Every year on Martin Luther King, Jr. Day, Americans across the country step up and volunteer to improve their community. The MLK Day of Service is a great way to make a difference in your community while honoring the legacy of Dr. King.

While most other service projects call for you to be at a specific location at a certain time, you can complete the AmpleHarvest.org service project on your own time and at your own pace.

If you are in a small town, it might only be an hour or so but if you are in a larger community, it might end up taking longer… it is entirely up to you. Learn more about how you can help end hunger and malnutrition in your community at ampleharvest.org/lnationaldayofservice-2/

“Life’s most persistent and urgent question is, what are you doing for others?”

Only once in a lifetime, if that, do we get to hear such great and earth-shattering oratory.

The newspapers reported that Dr. Martin Luther King, Jr. stood in front of a quarter-million civil rights workers on the Mall in Washington DC in 1963 when he gave that speech but time has since shown that he was standing in front of history.

While most leaders would have said “I have a plan”, he said, “I have a dream”. He was not telling people what he wanted them to do but rather why they should each make his dream, theirs. To help each person understand that they had the power to change their own life as well as the course of history.

Dr. King was not addressing millionaires or politically powerful people. He was talking to an America that wanted to believe that what always had been, didn’t have to be.  He spoke to an America that used skin color, ethnic origin, religious belief, and other “silos” as a way of keeping some of its citizens from enjoying the full bounty of freedoms the American dream had to offer.

He argued that the right to live a dignified life was a promise our country could and should offer to every citizen regardless of any station in life. He called for a country where not only the government treated everyone as an equal, but also for a country where every shopkeeper, factory owner, and neighbor would treat and accept everyone else as an equal. The call to action was for all of America; those with – and those without power.

Most of us go through life thinking we are small boats on a fast-moving river of time – that at best, we can keep from hitting rocks or sinking in a storm.  I would argue, as I believe Dr.

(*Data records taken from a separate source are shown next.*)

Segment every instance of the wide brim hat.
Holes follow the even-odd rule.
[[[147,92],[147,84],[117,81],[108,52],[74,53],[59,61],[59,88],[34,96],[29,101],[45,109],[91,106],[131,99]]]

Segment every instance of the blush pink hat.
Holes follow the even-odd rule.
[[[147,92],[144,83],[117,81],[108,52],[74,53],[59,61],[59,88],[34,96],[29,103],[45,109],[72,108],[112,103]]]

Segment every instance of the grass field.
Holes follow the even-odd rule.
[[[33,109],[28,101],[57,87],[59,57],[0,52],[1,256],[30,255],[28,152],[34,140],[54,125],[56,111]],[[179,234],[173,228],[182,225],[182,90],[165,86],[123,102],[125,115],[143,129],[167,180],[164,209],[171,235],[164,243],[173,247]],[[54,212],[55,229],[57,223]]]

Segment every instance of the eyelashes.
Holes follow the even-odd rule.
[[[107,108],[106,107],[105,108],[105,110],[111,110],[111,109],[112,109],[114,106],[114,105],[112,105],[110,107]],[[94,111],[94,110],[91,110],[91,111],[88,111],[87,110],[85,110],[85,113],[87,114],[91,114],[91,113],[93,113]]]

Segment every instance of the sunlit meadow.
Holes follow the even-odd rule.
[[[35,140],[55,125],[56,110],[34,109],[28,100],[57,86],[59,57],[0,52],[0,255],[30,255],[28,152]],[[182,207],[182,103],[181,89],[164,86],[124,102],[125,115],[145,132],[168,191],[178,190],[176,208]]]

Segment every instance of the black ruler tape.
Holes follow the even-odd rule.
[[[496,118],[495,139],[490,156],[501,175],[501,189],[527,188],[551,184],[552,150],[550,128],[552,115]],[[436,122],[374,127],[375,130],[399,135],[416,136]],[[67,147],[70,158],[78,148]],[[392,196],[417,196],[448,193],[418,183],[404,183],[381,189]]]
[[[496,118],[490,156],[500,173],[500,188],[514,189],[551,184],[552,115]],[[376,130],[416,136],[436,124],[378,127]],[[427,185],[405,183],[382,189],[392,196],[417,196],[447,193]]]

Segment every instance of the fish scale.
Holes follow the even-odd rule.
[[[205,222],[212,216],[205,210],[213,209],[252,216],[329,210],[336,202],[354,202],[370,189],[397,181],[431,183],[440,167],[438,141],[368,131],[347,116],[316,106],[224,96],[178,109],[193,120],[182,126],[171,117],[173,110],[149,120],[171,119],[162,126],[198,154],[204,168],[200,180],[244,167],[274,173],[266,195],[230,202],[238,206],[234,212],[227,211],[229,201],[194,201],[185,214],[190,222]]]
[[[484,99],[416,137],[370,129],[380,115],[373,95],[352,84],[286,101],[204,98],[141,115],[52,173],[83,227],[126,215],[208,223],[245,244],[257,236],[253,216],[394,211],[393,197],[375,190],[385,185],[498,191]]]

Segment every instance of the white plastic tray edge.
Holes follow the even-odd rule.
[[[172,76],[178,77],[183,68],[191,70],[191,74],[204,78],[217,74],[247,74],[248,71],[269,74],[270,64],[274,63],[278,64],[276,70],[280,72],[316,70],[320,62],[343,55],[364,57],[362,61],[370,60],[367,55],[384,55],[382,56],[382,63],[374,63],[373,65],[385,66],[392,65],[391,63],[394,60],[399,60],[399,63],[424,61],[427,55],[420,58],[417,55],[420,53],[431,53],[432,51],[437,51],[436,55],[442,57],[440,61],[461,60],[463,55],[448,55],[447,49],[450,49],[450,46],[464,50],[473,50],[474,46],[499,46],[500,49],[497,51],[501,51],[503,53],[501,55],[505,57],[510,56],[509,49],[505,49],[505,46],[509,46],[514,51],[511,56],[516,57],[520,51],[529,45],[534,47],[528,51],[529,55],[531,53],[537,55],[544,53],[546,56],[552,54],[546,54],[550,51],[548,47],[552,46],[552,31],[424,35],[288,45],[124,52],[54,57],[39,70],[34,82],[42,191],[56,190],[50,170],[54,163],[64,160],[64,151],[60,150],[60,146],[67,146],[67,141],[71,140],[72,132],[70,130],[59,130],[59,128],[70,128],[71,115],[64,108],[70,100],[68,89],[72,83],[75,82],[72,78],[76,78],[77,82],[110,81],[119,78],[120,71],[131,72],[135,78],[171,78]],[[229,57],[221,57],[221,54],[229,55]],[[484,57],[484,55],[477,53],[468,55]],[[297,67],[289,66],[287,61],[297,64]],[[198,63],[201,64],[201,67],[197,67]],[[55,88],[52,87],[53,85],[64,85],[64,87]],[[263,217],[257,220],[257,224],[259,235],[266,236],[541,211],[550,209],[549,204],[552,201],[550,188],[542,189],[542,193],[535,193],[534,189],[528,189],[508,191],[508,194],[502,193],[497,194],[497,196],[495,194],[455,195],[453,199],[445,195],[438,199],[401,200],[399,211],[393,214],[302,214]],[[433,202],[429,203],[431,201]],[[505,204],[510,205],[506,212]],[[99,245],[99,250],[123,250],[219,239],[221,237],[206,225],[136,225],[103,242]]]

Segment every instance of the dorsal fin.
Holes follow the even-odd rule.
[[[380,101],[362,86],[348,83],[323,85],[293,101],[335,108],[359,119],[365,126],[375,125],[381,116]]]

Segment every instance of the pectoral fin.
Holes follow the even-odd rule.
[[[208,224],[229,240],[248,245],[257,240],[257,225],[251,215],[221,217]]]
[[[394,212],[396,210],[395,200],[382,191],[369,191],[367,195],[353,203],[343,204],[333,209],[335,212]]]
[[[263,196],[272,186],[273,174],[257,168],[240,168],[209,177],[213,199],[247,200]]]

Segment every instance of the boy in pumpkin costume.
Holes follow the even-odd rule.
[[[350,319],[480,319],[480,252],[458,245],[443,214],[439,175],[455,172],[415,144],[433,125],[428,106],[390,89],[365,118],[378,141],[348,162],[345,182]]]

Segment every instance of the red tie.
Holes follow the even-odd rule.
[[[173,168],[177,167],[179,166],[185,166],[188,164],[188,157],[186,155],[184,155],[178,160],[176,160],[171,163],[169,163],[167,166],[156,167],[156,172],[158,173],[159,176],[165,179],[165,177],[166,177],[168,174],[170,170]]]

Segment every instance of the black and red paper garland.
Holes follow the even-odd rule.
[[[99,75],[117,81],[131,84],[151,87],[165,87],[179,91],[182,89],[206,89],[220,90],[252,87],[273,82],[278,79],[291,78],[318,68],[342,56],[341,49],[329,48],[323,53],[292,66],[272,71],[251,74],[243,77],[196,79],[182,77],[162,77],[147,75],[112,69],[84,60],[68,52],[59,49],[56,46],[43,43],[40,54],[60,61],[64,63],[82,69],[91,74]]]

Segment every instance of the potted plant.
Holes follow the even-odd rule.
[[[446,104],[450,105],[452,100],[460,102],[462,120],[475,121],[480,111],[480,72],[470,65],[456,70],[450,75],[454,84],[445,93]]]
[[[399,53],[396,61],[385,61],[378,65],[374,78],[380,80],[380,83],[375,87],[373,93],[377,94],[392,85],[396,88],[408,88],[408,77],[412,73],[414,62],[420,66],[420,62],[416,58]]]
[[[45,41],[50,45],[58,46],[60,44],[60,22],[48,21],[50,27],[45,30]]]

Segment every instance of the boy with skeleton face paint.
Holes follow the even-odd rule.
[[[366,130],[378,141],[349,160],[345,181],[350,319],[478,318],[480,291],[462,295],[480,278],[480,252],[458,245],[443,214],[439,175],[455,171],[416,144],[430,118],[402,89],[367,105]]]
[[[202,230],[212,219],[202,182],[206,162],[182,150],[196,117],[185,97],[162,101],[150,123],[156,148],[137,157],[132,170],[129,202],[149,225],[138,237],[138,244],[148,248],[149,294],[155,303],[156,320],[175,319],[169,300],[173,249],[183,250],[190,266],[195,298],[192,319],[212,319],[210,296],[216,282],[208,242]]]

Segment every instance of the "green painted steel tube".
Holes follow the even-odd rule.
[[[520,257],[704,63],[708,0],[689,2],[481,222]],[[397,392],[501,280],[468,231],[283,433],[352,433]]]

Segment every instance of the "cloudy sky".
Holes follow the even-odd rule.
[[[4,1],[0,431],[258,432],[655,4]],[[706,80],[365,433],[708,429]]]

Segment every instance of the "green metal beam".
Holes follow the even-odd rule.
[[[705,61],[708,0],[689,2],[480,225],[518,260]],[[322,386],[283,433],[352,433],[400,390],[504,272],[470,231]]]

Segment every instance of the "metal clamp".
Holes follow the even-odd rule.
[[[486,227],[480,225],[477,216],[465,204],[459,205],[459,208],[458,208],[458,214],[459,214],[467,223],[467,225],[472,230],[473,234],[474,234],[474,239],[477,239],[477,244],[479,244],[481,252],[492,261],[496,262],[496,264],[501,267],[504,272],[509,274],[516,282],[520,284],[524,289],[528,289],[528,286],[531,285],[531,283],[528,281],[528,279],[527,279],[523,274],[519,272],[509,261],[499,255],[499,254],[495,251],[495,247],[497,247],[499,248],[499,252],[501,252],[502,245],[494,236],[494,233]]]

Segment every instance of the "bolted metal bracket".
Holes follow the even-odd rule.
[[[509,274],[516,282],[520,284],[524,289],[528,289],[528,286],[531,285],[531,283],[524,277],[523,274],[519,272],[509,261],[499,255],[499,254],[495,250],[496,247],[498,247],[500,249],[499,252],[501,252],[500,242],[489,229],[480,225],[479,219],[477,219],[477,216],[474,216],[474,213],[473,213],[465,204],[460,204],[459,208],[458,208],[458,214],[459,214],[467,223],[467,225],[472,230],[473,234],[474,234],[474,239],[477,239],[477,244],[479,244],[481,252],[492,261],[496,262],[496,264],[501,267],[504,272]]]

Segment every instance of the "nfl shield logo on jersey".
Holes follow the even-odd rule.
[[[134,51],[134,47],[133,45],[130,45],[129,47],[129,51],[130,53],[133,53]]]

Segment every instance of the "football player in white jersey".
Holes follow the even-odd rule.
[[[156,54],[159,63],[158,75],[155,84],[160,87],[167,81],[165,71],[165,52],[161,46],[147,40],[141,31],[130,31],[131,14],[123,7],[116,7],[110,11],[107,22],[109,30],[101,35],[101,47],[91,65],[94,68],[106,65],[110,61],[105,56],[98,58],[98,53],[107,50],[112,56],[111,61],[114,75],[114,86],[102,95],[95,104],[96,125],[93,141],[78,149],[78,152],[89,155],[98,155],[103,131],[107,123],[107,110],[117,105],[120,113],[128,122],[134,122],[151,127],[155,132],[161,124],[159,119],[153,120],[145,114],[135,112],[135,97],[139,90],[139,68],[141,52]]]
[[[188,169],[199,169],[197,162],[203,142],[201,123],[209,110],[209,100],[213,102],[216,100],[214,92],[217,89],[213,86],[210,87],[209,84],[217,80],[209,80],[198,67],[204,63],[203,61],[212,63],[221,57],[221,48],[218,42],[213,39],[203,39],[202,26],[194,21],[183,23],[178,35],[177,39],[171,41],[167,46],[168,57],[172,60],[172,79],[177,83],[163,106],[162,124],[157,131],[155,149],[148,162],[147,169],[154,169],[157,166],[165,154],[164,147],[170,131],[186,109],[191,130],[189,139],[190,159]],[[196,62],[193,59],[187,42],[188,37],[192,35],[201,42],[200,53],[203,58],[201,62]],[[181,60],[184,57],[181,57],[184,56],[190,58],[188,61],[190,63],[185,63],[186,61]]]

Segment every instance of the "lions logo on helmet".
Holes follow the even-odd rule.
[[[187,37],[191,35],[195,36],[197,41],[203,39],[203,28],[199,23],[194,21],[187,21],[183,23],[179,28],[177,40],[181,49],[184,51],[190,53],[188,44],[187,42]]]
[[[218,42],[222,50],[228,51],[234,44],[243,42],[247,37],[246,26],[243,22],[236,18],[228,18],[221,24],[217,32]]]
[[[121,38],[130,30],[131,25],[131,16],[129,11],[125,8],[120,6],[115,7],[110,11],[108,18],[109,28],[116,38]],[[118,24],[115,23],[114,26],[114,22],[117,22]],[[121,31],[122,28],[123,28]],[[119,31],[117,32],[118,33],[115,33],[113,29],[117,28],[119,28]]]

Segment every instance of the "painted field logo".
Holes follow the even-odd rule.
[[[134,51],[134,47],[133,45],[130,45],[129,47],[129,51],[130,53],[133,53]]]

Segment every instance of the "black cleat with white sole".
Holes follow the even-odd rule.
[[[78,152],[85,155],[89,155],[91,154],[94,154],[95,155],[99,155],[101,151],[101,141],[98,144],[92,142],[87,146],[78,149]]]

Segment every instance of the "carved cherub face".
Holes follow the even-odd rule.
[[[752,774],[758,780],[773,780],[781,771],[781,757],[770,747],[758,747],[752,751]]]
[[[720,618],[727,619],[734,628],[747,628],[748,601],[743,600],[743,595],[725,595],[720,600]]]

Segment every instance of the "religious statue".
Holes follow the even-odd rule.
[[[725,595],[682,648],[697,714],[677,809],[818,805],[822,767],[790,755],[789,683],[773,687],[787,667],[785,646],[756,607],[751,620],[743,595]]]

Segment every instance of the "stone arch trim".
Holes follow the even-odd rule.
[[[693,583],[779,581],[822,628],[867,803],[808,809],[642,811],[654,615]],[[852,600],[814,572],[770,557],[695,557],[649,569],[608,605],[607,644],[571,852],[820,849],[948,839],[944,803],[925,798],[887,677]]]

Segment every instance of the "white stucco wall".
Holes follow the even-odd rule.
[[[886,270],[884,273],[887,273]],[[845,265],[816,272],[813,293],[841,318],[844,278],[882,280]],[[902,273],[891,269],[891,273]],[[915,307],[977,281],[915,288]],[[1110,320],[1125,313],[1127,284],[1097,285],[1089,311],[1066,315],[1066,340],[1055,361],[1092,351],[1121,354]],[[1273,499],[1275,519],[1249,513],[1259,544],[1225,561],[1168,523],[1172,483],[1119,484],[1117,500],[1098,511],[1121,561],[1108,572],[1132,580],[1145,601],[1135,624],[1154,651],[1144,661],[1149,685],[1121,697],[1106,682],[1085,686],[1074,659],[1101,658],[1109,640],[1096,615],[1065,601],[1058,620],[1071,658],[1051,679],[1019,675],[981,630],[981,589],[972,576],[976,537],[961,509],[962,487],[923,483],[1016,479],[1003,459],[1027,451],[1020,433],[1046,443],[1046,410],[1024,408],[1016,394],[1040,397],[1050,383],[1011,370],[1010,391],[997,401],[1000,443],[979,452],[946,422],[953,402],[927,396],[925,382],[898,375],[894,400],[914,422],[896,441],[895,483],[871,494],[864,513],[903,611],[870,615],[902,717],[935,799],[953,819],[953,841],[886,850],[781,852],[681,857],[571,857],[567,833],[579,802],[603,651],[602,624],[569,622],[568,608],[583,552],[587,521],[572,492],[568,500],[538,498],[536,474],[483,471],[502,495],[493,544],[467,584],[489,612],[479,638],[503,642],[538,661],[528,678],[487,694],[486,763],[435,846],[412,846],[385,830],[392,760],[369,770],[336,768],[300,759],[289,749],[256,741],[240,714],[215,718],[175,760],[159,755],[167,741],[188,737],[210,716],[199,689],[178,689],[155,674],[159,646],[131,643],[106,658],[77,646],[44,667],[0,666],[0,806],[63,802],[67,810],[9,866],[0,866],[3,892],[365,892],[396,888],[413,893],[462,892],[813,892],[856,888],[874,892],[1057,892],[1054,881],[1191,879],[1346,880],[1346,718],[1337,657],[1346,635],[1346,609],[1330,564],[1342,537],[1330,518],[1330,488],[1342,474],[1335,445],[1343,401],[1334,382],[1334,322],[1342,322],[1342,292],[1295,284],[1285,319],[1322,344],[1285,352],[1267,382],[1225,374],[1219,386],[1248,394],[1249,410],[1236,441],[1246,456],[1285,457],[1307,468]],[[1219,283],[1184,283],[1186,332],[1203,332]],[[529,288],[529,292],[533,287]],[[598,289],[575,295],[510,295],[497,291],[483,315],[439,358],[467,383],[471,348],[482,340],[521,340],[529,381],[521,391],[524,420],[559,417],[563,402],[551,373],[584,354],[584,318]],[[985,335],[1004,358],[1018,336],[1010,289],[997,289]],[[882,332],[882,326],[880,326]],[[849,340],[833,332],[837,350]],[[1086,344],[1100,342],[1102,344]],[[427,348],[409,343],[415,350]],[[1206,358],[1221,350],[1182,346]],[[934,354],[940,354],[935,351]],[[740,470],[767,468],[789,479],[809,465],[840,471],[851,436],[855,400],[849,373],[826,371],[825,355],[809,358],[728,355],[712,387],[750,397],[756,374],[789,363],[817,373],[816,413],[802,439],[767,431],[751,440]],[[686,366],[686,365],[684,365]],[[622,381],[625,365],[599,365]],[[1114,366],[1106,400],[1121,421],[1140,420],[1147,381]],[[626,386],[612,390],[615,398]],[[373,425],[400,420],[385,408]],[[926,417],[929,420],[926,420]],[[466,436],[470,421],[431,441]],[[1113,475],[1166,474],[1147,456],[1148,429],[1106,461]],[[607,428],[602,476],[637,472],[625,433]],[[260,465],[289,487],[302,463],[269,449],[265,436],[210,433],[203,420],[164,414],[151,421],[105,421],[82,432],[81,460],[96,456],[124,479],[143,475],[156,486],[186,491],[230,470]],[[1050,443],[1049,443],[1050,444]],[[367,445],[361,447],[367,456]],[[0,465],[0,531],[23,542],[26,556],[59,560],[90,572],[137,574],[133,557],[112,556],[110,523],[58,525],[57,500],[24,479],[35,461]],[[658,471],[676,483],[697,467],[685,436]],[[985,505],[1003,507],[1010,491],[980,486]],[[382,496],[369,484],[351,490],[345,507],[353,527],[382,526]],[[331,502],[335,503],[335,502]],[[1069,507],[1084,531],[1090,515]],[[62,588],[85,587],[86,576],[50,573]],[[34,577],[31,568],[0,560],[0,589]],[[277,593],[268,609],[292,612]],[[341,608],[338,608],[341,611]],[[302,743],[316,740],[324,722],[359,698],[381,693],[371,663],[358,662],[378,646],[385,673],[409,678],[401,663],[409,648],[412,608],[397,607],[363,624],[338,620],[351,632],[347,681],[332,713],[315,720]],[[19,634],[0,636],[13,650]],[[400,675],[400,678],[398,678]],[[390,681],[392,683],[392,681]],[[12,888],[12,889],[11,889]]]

King did, that each of us has the opportunity not only to keep afloat in rough seas but to actually steer a course towards calm waters. And more importantly, to help others reach safe harbor too, even if we have not yet reached it ourselves.

For millions of Americans who still struggle in today’s economy, it is easy to forget that we can use the surplus food in our backyards to help our neighbors in need – not only to help give them a meal but to help give them a future. It is important to remember that a well-nourished community has always improved the opportunity for its people to thrive and flourish economically and therefore to enjoy the bounty of liberty America has to offer.

And for the millions of Americans who are still climbing out of a history where the sunshine of liberty has yet to fully light their future, they can now increasingly look to their gardening neighbors by way of a local food pantry to help provide healthy fresh food that years earlier would have been lost to waste, and by extension, to a better chance to advance in school and the workplace.

And that is not just a dream. It’s a reality.